To explore associations between various sources of PF data and determine meaningful change thresholds. This includes assessing measurement characteristics of the different modalities, including sensitivity to change and identification of meaningful change thresholds; comparing changes within and between modalities; and exploring associations between changes in the PF modalities and subsequent clinical outcomes, such as patient-reported AEs, other patient-reported domains of HRQOL, acute care usage, and chemotherapy dose delay/reduction.

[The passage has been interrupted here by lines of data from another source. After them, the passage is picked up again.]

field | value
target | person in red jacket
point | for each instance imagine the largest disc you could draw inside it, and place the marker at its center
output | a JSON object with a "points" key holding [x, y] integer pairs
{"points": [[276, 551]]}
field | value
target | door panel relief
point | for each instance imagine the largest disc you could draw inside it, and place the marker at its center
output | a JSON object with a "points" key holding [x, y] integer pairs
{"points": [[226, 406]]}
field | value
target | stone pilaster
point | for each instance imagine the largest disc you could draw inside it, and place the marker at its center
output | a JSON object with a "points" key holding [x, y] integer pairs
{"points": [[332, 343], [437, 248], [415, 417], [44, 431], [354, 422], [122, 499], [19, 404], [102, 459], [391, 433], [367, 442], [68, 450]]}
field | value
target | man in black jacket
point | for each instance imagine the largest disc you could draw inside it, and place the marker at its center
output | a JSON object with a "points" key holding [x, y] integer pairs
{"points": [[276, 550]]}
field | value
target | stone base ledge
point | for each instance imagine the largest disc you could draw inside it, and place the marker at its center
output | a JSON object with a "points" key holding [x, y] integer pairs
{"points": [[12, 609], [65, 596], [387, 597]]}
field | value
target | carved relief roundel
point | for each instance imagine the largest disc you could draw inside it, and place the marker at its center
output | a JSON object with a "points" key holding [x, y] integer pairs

To assess patient acceptability and experience using the different PF assessment modalities, via the use of an exit questionnaire, to understand burden and usability of electronic PROs and wearable data collection from the patient perspective.
METHODS
In this prospective study, we are collecting PF data across the four different assessment modalities in a population of patients with breast cancer or lymphoma receiving routine-anticancer therapy including a cytotoxic chemotherapy. We plan to follow patients prospectively for 9 months, tracking clinician and patient self-report of physical functioning, PerfOs, and wearable data using a patient-centered health data sharing platform – Hugo Health – that will consolidate data from electronic health records (EHR), patient surveys, and wearable data (See Figure 1, Study Schema). Patients use their personal smartphone or other web-connected mobile product to answer questionnaires about PF, symptoms and adverse effects. Information from the EHR is collected to record baseline clinical features, clinician-reported performance status, treatment plans, and outcomes including acute care usage (emergency department visits, hospitalizations), and chemotherapy dose reductions, delays or discontinuations.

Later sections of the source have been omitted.